Terrorist attacks that have concentrated on Turkey's largest city, Istanbul, spread to the capital as Kurdish separatists declared "war" on tourism. Twin bombs exploded under a parked car in Ankara's embassy district, injuring a passerby. The blast followed a week of violence in Istanbul that killed 22 people, apparently in response to the impending trial of Kurdish rebel leader Abdullah Ocalan. A Kurdistan Workers Party (PKK) statement said, "It is essential that no tourist comes to Turkey." The PKK has targeted tourism before in its fight for autonomy, but without doing much damage to the $7 billion-a-year industry.
A widely known Catholic human-rights lawyer and mother of three children died in a car-bomb explosion in Lurgan, Northern Ireland. Rosemary Nelson had represented other Catholics in numerous high-profile cases - notably residents of nearby Portadown who've long opposed marches through their neighborhood by the Protestant Orange Order. No threats against her life had been reported, and there were no immediate claims of responsibility for the attack.
Armed police stood guard as banks across Ecuador braced for an expected crush of depositors wanting to withdraw their savings. The banks had been closed for 10 days as President Jamil Mahuad declared a two-month state of emergency to try to come to grips with the country's worst financial crisis in 50 years. But while the banks were allowed to open again, Mahuad ordered roughly half of their combined $8.6 billion deposits frozen for up to a year.

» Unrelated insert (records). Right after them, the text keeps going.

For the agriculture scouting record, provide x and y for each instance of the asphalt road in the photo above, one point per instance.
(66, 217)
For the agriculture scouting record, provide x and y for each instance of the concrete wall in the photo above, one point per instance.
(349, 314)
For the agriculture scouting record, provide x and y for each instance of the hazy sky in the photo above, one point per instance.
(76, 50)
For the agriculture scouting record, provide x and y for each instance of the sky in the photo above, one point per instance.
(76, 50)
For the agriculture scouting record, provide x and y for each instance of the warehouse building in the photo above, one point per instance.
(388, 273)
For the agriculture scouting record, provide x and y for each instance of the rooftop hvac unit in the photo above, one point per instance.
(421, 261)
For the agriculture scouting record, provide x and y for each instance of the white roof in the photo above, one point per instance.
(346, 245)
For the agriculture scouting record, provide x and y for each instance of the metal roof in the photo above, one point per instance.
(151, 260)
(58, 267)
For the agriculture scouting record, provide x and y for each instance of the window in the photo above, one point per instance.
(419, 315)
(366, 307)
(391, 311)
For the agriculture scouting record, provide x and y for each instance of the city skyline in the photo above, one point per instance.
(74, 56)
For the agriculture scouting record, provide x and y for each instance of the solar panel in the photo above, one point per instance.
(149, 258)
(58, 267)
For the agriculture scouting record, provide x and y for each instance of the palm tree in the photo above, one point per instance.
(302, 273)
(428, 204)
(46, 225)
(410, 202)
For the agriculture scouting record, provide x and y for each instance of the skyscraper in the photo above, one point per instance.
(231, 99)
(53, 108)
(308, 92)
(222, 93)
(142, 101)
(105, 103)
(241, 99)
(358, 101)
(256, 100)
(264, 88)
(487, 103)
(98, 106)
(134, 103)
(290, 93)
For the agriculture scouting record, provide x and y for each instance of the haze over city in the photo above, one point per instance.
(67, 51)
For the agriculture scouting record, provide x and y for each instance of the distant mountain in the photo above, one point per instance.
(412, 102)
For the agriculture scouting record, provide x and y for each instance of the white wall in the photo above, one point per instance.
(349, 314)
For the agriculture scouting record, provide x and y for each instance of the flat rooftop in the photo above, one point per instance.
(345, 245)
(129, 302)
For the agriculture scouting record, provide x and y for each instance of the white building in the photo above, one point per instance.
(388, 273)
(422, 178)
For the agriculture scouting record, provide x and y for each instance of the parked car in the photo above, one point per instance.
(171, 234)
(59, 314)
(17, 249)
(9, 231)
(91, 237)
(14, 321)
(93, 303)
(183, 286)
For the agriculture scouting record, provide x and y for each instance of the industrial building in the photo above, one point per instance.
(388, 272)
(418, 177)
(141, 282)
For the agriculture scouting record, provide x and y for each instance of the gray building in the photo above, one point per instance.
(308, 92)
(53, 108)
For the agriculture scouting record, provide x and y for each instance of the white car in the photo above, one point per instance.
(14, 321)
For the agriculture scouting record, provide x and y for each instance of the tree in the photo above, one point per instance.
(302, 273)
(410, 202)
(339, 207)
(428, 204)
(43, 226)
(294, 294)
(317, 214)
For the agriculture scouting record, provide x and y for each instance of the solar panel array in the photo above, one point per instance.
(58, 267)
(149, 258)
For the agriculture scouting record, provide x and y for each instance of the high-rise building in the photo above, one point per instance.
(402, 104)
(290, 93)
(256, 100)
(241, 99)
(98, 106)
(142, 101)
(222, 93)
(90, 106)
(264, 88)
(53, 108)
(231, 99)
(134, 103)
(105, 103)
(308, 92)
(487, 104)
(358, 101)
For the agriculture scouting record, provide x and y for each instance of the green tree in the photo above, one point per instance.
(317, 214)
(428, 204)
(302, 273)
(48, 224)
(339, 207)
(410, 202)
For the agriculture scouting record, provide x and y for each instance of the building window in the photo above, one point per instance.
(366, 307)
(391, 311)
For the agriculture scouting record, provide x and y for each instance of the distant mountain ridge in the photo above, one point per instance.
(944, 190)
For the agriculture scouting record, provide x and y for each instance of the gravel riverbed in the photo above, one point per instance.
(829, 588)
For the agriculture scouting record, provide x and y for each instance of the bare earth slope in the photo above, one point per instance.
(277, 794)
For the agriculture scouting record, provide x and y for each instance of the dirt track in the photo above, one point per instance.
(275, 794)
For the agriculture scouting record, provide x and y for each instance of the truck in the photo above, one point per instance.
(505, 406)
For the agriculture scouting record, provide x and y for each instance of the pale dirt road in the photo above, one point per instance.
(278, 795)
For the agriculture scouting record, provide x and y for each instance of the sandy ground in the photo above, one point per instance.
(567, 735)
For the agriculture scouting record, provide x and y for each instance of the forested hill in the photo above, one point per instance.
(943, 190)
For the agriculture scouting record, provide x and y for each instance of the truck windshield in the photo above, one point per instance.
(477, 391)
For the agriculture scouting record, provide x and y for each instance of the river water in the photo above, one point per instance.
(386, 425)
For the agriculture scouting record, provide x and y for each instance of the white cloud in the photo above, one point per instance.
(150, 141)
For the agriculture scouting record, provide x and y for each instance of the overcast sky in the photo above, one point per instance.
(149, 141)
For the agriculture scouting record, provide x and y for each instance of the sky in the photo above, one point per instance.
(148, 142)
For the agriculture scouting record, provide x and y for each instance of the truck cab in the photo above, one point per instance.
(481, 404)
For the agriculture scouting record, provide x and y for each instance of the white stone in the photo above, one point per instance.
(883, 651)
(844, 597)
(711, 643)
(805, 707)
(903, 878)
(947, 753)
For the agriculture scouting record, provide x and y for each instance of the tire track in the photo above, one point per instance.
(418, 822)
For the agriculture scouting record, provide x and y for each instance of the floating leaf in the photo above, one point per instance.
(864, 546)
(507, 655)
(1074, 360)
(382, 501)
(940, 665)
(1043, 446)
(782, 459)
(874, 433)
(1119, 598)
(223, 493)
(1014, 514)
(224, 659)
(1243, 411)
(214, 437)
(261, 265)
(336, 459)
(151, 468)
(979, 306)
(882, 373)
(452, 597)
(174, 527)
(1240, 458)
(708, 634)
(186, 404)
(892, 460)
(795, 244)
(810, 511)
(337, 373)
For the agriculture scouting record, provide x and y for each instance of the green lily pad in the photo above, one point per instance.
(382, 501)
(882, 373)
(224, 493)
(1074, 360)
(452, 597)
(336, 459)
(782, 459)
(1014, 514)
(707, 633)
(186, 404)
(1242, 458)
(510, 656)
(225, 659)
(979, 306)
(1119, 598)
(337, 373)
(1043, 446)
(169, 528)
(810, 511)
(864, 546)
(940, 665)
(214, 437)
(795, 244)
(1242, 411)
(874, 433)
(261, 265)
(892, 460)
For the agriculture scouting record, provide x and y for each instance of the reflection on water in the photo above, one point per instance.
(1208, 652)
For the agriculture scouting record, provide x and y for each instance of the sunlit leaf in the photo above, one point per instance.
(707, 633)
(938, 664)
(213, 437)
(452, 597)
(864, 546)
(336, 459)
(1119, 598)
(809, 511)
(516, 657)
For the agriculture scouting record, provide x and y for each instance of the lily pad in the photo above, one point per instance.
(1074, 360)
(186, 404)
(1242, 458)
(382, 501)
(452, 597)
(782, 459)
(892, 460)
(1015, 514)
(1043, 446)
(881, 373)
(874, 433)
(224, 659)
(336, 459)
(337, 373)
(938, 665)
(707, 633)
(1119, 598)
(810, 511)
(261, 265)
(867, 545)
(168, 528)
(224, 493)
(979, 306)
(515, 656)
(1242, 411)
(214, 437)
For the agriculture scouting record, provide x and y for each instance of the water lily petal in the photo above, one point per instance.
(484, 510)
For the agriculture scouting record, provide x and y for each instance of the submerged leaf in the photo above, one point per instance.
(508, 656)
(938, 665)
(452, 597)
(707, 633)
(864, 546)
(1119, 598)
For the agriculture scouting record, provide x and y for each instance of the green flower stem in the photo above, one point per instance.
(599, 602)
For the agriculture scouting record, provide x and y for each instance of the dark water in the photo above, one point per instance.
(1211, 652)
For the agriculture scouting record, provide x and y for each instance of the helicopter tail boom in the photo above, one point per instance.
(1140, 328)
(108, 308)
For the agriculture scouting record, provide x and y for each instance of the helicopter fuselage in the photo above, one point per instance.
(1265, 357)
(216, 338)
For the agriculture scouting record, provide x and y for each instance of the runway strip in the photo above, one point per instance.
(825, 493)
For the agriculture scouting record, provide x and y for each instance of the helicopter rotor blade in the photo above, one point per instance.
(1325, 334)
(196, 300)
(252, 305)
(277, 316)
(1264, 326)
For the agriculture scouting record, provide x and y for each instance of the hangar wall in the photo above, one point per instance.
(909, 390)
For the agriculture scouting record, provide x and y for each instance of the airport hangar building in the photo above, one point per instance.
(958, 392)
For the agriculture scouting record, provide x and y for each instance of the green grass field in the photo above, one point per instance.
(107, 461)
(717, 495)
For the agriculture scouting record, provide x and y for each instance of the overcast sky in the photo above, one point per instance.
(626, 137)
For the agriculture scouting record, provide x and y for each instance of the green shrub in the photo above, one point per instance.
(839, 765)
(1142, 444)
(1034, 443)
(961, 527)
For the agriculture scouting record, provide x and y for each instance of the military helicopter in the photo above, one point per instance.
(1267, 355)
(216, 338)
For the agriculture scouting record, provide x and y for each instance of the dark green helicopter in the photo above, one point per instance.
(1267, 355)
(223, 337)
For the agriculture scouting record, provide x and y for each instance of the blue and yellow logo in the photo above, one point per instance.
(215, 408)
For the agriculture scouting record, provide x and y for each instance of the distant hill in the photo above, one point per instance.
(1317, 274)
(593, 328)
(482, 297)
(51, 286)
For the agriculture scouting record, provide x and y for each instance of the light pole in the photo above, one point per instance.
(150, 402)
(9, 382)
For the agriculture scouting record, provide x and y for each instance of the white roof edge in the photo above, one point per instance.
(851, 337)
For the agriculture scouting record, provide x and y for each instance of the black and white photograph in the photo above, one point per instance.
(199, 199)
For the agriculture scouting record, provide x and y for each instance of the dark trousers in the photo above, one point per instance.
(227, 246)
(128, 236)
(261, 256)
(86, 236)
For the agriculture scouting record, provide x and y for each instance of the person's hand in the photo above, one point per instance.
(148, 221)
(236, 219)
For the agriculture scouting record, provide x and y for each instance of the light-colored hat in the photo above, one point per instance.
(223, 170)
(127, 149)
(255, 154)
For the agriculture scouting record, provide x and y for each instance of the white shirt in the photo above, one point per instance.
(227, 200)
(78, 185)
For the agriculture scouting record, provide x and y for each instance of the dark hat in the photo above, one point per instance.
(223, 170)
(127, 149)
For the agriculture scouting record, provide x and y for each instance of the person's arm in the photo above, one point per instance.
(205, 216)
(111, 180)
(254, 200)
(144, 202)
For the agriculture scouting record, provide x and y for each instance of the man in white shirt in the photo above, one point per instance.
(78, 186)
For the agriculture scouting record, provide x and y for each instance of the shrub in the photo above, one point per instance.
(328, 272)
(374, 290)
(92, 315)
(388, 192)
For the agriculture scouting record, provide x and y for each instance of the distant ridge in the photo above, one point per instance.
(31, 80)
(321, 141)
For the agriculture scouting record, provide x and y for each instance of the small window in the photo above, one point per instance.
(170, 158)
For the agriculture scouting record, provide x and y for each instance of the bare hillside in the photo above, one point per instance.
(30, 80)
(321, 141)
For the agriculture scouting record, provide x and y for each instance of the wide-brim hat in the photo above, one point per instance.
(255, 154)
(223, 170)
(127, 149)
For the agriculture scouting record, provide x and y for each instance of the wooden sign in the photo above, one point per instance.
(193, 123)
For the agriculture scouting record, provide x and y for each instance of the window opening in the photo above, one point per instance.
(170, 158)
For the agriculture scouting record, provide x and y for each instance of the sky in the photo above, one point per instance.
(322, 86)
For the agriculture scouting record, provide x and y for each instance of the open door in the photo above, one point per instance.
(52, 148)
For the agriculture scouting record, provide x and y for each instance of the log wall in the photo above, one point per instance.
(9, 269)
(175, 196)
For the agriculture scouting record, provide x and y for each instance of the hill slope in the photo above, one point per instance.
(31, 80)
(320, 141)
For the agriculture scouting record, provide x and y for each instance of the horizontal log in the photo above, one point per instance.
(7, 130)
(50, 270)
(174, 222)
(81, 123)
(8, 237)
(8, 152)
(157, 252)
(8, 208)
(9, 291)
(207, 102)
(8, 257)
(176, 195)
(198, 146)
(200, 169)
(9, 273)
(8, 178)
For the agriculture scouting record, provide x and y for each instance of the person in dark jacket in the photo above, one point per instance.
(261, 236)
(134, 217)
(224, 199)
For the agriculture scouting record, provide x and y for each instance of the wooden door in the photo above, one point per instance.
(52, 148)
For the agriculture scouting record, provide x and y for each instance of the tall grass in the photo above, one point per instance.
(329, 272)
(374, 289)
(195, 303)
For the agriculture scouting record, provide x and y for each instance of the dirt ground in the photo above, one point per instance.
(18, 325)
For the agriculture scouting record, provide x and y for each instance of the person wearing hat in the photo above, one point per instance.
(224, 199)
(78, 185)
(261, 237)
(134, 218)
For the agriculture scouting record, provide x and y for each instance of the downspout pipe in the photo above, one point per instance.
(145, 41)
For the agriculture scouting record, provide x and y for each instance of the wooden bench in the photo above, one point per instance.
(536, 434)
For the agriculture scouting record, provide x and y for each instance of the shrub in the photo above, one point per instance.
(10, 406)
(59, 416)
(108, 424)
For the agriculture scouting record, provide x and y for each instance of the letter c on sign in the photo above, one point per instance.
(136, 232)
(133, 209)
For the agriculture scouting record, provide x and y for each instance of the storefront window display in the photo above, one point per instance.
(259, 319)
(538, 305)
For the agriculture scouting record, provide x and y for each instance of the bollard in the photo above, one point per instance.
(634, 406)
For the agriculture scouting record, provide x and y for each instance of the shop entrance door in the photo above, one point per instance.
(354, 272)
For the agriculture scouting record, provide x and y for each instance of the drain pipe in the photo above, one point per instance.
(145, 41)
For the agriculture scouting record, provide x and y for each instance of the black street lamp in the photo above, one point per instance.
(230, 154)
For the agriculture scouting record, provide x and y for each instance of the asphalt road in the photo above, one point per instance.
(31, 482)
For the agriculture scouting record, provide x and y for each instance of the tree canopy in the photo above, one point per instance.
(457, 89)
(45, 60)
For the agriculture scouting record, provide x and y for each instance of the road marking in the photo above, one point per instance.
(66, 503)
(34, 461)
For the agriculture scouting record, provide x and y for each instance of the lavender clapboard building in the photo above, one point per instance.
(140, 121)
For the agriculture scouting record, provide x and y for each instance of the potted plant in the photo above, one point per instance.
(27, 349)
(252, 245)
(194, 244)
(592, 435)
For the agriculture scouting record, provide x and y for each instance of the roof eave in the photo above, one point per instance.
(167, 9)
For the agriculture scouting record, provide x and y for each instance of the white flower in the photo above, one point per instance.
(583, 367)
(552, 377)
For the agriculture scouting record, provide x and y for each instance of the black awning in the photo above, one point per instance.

A possible trade war hung in the balance as the lower house of Parliament in Canada prepared for a final vote to impose new fines on US publishers. The measure was expected to pass. It aims to keep out "split run" magazines featuring low-cost ads targeted at Canadian readers and would replace an earlier tax that was found to violate World Trade Organization rules. Canadian publishers say they lose advertising and revenue to the split-run magazines. Negotiators for both countries plan to meet again Friday on the issue, but the US is accused of "bully tactics" in threatening retaliatory sanctions against Canada's steel, plastics, textile, and other industries.